DIA NACIONAL DE DOENÇAS RARAS

LEI 10.335/2001

LEI 12.328/2010

LEI 12.345/2010

LEI 13.050/2014

LEI 13.569/2017

LEI 13.693

LEI 14.806/2012

LEI 15.669/2015

LEI 4.618/2011

Henderson Fürst

Henderson Fürst

06/08/2018

Não raro o Congresso (Nacional) cria novas datas comemorativas. É bastante recorrente o exercício da atividade legislativa para inclusão no calendário oficial de homenagens aos mais diversos elementos e grupos sociais, culturais e econômicos.
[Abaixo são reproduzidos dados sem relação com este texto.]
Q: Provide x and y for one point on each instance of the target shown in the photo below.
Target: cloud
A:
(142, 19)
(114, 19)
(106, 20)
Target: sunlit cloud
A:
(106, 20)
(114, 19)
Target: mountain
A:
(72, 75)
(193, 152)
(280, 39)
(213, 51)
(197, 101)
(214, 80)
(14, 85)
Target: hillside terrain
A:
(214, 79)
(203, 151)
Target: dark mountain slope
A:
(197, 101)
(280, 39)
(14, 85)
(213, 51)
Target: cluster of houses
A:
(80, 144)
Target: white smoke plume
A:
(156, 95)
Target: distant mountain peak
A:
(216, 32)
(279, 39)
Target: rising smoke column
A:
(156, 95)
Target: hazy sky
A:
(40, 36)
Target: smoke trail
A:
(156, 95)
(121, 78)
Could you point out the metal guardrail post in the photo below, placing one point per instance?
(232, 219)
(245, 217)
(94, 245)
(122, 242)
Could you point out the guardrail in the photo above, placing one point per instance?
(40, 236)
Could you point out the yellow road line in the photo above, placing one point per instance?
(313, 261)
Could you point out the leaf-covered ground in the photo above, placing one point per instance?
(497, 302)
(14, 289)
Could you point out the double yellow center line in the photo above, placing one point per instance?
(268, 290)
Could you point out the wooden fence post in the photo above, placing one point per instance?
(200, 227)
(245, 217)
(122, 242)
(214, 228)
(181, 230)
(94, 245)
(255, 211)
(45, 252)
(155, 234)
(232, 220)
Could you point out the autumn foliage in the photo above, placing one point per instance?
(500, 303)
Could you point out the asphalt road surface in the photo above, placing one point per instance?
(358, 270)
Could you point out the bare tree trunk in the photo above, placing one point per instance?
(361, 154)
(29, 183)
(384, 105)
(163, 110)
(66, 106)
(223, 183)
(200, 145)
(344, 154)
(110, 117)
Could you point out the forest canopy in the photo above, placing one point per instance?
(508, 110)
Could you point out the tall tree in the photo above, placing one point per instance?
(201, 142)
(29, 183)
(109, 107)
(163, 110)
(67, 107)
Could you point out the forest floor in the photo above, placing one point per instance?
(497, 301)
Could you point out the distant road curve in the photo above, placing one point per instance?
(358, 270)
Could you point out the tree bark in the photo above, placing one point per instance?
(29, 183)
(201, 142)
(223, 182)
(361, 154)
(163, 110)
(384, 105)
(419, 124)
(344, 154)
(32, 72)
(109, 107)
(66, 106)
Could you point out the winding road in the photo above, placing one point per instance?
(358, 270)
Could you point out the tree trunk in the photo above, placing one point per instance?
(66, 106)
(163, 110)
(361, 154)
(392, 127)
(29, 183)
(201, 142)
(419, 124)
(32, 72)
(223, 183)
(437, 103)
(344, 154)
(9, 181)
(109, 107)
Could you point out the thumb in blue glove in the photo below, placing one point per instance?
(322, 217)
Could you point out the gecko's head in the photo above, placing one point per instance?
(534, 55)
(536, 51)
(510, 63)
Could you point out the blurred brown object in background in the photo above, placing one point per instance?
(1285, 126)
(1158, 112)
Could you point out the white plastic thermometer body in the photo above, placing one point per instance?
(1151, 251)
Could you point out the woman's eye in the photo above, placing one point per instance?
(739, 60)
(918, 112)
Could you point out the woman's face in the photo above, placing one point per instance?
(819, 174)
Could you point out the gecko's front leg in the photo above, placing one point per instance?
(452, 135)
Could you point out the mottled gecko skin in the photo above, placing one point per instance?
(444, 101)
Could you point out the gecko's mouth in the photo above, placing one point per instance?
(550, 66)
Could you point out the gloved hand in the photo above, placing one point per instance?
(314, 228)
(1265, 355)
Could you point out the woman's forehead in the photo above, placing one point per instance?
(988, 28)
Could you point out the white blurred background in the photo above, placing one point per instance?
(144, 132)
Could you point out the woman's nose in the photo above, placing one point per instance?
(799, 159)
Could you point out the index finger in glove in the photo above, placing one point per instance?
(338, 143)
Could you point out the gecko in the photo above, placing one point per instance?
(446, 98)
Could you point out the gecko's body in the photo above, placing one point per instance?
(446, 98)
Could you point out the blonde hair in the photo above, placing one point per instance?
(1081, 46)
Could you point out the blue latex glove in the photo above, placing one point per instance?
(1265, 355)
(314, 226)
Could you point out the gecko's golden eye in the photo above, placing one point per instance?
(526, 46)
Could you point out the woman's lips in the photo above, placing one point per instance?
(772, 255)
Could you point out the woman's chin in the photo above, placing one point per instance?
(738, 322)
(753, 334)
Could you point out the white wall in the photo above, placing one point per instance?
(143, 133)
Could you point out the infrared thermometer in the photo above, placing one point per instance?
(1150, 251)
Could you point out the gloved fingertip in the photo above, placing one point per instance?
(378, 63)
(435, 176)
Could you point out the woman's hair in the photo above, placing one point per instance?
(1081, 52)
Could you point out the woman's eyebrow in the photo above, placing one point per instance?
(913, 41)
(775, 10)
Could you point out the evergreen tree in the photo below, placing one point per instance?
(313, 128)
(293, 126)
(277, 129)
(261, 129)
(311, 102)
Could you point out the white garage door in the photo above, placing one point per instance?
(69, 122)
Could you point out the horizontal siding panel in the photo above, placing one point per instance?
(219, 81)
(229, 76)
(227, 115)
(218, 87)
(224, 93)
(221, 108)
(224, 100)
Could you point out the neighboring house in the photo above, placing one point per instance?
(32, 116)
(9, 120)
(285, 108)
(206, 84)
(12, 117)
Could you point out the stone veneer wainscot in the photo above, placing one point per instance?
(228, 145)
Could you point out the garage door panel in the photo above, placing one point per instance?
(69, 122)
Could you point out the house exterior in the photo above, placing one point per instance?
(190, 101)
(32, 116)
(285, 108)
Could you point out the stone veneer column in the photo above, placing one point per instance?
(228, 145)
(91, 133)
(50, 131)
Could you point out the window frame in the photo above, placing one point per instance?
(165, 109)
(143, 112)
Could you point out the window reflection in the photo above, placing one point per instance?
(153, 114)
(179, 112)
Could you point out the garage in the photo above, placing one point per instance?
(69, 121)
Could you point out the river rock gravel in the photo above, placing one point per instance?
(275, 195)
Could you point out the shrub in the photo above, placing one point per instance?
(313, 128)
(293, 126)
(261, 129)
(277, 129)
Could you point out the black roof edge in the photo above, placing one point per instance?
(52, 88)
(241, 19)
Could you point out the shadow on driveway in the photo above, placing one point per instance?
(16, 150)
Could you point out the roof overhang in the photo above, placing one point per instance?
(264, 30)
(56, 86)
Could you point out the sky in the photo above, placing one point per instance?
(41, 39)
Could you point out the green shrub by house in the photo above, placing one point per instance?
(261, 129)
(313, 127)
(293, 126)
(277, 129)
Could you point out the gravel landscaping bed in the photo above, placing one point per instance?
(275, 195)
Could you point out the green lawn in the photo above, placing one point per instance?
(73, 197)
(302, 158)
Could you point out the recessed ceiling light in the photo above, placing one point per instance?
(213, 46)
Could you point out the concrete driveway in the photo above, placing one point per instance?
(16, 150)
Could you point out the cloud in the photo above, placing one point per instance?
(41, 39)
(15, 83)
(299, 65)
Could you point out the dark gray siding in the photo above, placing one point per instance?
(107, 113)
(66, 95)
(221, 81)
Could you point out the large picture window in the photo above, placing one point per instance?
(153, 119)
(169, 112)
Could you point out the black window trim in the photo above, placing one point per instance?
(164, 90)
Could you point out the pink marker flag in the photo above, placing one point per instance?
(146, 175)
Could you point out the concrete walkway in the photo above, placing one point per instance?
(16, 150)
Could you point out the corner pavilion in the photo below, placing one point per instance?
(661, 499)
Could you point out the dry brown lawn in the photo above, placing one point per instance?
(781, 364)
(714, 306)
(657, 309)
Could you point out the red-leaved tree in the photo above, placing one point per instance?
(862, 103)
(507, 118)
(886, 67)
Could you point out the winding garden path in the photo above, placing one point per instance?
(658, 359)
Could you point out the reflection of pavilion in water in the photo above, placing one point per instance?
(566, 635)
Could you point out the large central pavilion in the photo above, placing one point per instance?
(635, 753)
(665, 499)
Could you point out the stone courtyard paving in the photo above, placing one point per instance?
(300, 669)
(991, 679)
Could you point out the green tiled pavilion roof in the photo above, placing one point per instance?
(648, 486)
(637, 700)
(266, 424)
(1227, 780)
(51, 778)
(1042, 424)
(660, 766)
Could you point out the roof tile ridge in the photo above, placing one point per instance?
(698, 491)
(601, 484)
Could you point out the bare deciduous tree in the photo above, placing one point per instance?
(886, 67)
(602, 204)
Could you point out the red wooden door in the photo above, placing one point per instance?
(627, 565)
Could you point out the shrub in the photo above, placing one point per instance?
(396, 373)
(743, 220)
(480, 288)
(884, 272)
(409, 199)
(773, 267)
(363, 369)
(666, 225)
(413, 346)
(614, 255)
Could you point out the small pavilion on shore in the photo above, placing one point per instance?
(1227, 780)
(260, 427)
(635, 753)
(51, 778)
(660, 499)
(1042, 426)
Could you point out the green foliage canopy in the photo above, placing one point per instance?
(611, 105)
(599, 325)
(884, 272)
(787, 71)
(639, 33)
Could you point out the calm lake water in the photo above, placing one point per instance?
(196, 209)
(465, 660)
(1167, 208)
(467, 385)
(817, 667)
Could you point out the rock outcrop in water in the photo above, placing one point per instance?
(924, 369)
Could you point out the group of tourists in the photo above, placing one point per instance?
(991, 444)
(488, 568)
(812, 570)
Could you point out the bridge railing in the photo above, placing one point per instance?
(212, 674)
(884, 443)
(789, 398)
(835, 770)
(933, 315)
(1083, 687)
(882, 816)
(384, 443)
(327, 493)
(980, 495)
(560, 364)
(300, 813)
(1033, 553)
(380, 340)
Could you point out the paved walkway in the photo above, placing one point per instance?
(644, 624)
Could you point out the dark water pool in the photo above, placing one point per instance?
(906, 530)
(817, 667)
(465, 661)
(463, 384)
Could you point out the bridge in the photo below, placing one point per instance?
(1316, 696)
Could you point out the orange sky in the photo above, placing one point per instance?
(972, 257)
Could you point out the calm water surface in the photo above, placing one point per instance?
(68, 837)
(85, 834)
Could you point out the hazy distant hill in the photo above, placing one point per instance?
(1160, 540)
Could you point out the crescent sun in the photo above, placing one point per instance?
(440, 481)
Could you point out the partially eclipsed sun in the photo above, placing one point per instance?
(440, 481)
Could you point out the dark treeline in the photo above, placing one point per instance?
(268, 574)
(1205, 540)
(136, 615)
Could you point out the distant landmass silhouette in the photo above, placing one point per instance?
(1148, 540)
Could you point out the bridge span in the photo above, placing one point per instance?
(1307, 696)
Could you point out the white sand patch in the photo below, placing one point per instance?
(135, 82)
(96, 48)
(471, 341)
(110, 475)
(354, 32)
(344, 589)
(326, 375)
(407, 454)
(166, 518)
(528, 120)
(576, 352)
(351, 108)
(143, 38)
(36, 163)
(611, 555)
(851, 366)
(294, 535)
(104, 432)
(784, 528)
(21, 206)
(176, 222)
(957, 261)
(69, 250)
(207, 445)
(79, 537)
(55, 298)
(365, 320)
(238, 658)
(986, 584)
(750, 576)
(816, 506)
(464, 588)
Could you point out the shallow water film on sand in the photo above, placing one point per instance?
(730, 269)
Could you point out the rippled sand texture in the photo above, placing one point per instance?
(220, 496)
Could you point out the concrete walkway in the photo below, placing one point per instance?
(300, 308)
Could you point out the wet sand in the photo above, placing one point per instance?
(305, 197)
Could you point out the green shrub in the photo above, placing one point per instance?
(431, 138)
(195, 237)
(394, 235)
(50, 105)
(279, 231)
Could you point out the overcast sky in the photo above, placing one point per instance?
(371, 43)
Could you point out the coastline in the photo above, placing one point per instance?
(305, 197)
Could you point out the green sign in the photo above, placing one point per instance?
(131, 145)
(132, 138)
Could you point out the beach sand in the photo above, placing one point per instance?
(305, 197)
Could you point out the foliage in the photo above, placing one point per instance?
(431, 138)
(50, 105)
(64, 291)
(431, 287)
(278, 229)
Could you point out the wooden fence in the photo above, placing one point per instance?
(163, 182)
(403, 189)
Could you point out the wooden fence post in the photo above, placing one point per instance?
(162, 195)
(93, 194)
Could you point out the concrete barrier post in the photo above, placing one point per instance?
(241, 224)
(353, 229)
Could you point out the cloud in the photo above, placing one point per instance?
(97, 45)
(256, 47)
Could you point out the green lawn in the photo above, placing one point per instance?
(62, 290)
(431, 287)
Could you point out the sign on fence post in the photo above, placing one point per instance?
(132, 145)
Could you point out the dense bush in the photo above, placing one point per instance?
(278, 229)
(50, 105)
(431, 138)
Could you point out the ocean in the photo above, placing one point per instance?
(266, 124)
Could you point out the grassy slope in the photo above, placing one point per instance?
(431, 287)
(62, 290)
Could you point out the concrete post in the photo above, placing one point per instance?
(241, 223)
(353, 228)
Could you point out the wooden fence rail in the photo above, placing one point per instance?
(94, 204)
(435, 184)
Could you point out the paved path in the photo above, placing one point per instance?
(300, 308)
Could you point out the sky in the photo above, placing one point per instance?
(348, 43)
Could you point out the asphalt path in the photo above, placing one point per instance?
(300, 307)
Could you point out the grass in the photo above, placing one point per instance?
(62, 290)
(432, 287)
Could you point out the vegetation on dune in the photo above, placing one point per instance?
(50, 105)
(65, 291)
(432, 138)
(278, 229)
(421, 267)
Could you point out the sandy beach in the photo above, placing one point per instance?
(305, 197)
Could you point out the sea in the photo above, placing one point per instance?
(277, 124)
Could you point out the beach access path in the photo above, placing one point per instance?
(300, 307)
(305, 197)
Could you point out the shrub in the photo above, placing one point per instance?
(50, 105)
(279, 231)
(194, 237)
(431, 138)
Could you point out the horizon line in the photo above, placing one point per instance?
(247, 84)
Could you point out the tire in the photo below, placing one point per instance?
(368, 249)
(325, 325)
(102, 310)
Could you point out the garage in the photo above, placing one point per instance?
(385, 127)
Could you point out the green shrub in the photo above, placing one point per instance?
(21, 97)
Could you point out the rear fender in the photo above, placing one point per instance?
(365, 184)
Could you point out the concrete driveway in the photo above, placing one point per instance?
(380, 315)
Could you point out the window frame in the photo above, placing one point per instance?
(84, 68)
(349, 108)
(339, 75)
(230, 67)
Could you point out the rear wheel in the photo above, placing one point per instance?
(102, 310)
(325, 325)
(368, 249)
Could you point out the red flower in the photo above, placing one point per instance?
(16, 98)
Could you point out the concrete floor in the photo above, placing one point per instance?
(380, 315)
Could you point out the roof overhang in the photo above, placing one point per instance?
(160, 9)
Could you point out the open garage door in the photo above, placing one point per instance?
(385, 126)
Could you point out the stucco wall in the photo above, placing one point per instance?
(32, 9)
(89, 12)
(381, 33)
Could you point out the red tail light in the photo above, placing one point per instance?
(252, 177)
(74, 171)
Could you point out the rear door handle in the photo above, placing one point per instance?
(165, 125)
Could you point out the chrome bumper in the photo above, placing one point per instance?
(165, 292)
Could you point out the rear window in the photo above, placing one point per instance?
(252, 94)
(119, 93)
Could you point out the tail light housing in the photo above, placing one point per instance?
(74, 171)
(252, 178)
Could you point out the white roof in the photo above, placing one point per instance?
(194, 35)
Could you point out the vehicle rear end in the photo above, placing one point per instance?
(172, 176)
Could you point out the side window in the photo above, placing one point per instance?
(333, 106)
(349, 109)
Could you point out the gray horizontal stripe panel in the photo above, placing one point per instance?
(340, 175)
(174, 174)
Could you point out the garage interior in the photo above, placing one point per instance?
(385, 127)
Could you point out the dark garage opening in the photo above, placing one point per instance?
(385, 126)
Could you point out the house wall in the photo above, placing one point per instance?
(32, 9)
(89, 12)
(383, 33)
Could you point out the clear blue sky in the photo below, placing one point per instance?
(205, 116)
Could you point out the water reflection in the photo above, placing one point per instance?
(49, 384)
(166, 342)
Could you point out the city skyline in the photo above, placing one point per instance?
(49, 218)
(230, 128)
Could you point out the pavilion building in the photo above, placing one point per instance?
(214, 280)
Exemplos como o “Dia Nacional do Macarrão” (Lei 13.050/2014), o “Dia do Evangélico” (Lei 12.328/2010), “Dia da Bíblia” (Lei 10.335/2001) e “Dia do Krav Maga” (Lei 13.569/2017) são algumas das datas que se encontram no calendário nacional de data comemorativas.

Tantas são as proposições neste sentido que, para melhor organizar as situações que mereceriam uma data comemorativa no calendário nacional, fixou-se critérios para a instituições de novas datas por meio da Lei 12.345/2010.

No dia 11 de julho de 2018, foi publicada a Lei 13.693 que estabelece o Dia Nacional de Doenças Raras, a ser memorado no último dia de junho.

Embora seja apenas uma data comemorativa, é um grande passo no âmbito federal de reconhecer a necessidade de cuidado e atenção a 13 milhões de brasileiros que sofrem de alguma doença rara, que é aquela cuja incidência seja entre 65 a 100 pessoas para cada 100.000 habitantes, de acordo com a Organização Mundial da Saúde[1].

No mesmo dia o Senado Federal aprovou o Projeto de Lei 56/2016, que institui a “Política Nacional de Doenças Raras no Sistema Único de Saúde” e o devolveu à Câmara dos Deputados para análise do texto, uma vez que sofreu alteração pelos senadores.

Se o “Dia Nacional de Doenças Raras” não conscientizar o quanto se pretendia quando o aprovaram, ao menos uma grande vitória já permitiu: deu destaque, no grande palco político nacional, à uma discussão que pouco se debateu no Brasil.

No mundo, a criação de políticas públicas na esfera legislativa ocorre há algumas décadas, demonstrando o atraso do cenário de nossas discussões. Nos EUA, por exemplo, a primeira legislação sobre droga órfã é de 1983, sendo seguida pela Austrália, Japão e Cingapura nos anos 1990, e pela Europa, nos anos 2000, onde se tornou uma questão médica e social importante[2].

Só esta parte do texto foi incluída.